# recreation.gov shut down?



## blueotter (Nov 30, 2018)

I and others I know have been able to log in and do the lottery.
I initially had trouble because I was using Microsoft Edge. Then I changed to Google Chrome, and it worked like a charm.


----------



## BAMBAM (Nov 15, 2013)

*Rec Gov*

Put in for Main Salmon and Middle Fork last night. 
Upper right corner click on x to get rid of warning.
New updated website, when it asks for log in password, go below and click reset password, will send you a link by email, then go through same process to start and when asks for password put in new password and viola, it works.


----------



## 2tomcat2 (May 27, 2012)

Thanks, blueotter and BAMBAM, for sharing information with fellow Buzzards!


----------



## Clickster (Sep 5, 2011)

*Haven't been able to access permit apps either*

I'm like stephencpace.

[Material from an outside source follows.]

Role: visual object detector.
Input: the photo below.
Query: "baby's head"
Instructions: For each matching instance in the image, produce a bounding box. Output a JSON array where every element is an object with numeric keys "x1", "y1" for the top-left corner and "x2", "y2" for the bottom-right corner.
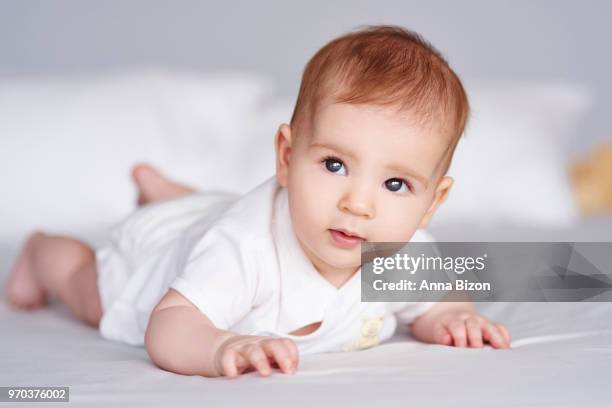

I'm wanting to apply for permits in Colorado (Yampa/Green, Deso, Lodore, Westwater) and haven't been able to get through. I use Chrome. I'll try your suggestions tonight with crossed fingers (and oars). Thanks.


----------



## Paul the Kayaker (Nov 7, 2004)

Worked for me and a few in our group a few days ago to put in for everything.


----------